I know, beyond any doubt that I shall be both delighted and very,
very embarrassed and ashamed to meet God face to face, to find that
my faith has been confirmed. Ah, joy at the confirmation, but oh,
crushing shame at the simultaneous confirmation of how very far short
of Him I have fallen, through choice, through laziness, through
negligence, through sin.
One can dread that realization without thinking that God is some
intrinsically mean sort, just waiting for one to trip up, hunting for the
slightest loophole to nail us. Quite the opposite is the truth! God's awesome
Divine Mercy seeks every possible way to bring us to Himself and
His rewards of bliss. Every possible way!!

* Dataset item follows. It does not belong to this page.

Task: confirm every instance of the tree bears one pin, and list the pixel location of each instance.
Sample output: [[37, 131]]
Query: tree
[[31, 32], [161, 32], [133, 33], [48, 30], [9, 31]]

Let us admit that we have been all too good at tripping
on our own: God has no need to duplicate services there! Fearing
judgment is part and parcel of knowing who we are. We have all
sinned. And I know I have failed faith, hope and love, again and again
and again, usually with no more excuse than selfishness.
We keep goals in sight while training. Forget the Olympic gold and
you will quite likely forget why you are training so hard. For us,
between now and the "Olympics" of death, it is only the training that
matters. It is also good to recall that, as Benedictines, our goal is
NOT simply to "pass", but to stand on the podium.
That's not because we are any better, it is only because
we ourselves have added great holiness to our goal. Why else embrace
the Rule? Keeping "death daily before our eyes," we are ALWAYS at
the Olympics, thanks to our vow of conversion of manner of life, we
are daily in training, every minute, in fact.
All of these four lead to the fifth, keeping guard over one's
actions, or mindfulness. Here is a great connection between the
Benedictine way and the Buddhist way.
The Buddhists have a saying that monastics can preach a sermon just
by the way they walk. That's what the care of mindfulness can do!
Just wait till we get to the 12th degree of humility, which says that
the monastics' humility will shine through their outward appearance,
whether walking or sitting or working or praying.